Y, chaval, bien rápido que era. Había olvidado lo veloces que podían ser los guardianes y que se movían y golpeaban como cobras. Me dejó fuera de combate con tanta rapidez como habría aplastado una mosca: sus manos impactaron en mí y me mandaron hacia atrás. No creo que pretendiera golpearme con tanta fuerza, sino que simplemente intentaba apartarme, pero mi falta de coordinación interfirió con mi habilidad para responder. Incapaz de controlar las piernas, comencé a caer en dirección a la acera en un ángulo torcido, con las caderas por delante. Iba a ser bastante doloroso. Mucho.

Solo que no fue así.

Con la misma rapidez con la que me había bloqueado, aquel hombre avanzó y me cogió del brazo, manteniéndome en pie. Cuando me enderecé me di cuenta de que se me había quedado mirando, o más bien, a mi cuello. Aún desorientada, no pude impedirlo. Entonces, con lentitud, alcé la mano libre a un lado de mi garganta y toqué ligeramente la herida que me había hecho antes Mery. Cuando retiré los dedos, observé la piel resbaladiza debido a la sangre oscura que la tenía. Algo avergonzada, sacudí el pelo de modo que cayera en torno a mi rostro. Tenía el cabello muy espeso y largo así que cubrió mi cuello por completo. Me lo había dejado crecer precisamente por ese motivo.

Los ojos intensos de aquel tipo se me clavaron un momento más en el mordisco ahora fuera de la vista y después se encontraron con los míos. Le devolví la mirada de forma desafiante y a toda prisa me separé de él con un tirón. Él me soltó, aunque me di cuenta de que habría podido retenerme toda la noche de haber querido. Hice un esfuerzo para sobreponerme a las náuseas del mareo y me retiré hacia atrás, hasta donde estaba Mery, afianzándome de nuevo para repeler otro ataque. De repente, me cogió la mano.

— Lali — dijo en voz baja —, no lo hagas.

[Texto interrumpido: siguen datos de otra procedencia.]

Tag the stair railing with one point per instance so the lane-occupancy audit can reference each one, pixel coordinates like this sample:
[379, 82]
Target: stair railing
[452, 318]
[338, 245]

Al principio, sus palabras no me hicieron efecto, pero unos pensamientos tranquilizadores comenzaron a infiltrarse en mi mente, procedentes de nuestro vínculo. No era exactamente algún tipo de coerción, porque eso no habría tenido ningún efecto en mí, sino algo de igual modo eficaz, tanto como el hecho de que estábamos muy superadas en número, más allá de toda esperanza, y también porque eran muy superiores a nosotras. Incluso yo comprendía que luchar carecía de sentido. La tensión abandonó mi cuerpo y admití mi derrota.

El hombre dio un paso hacia delante nada más detectar mi resignación y centró su atención en Mery. Mostraba una expresión tranquila en el rostro. Le hizo una reverencia y consiguió que pareciera que la hacía con gracia, lo cual me sorprendió bastante teniendo en cuenta su altura.

— Mi nombre es Peter Lanzani — afirmó; pude detectar un ligero acento ruso en su voz aunque se notaba que tenía origen argentino —. He venido a llevaros de vuelta a la Academia St. Bartolomé, princesa.